Letter to a Young Activist During Troubled Times
Let me read you a bit of this letter: “Mis Estimados: Do not lose heart. We were made for these times.
“I have heard from so many recently who are deeply and properly bewildered, very concerned about the state of affairs in our world. One has to have strong cojones and ovarios to withstand much of what passes for good in our culture today. Abject disregard for what the soul finds most precious and irreplaceable, and the corruption of principled ideals, has become in so many places “the new normal.” It’s hard to say which one of these most egregious matters has rocked the people’s worlds and beliefs more. Ours is a time of almost daily jaw-dropping, astonishment, and righteous rage over the latest degradations of what matters most to civilized, visionary people. You are right in your assessments. The luster and hubris some have aspired to, while endorsing acts so heinous against children and elders and everyday people, the poor, the unguarded, the helpless, is breathtaking. Yet I urge you, and I ask you, I gentle you….do not spend your spirit dry by bewailing these difficult times. Especially, do not lose hope, most particularly because the fact is: WE WERE MADE FOR THESE TIMES. For years we’ve been practicing, learning, been in training for, and just waiting to meet on this exact plain of engagement. I cannot tell you often enough that WE ARE DEFINITELY THE LEADERS THAT WE HAVE BEEN WAITING FOR….
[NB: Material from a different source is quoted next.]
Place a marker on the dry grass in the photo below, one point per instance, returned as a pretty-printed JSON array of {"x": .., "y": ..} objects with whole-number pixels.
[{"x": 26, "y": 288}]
“I grew up on the Great Lakes, and I recognize a seaworthy vessel when I see one. Regarding awakened souls: there have never been more awakened souls across this world than there are right now. Not only that…they are fully provisioned, and they are able to signal one another, as never before in the history of humankind. Via electronics, in the mail, through the air, by satellite, across the land, we are able to signal one another in ways that were unthought of, unheard of, before this time. So, if you will allow me, I would take your hands for a moment, and assure you that you are built well for these times. And despite your stints of doubt and your frustrations in facing all that needs change right now, right this minute, or even feeling you have lost the map entirely, you are not without resource, and you are not alone.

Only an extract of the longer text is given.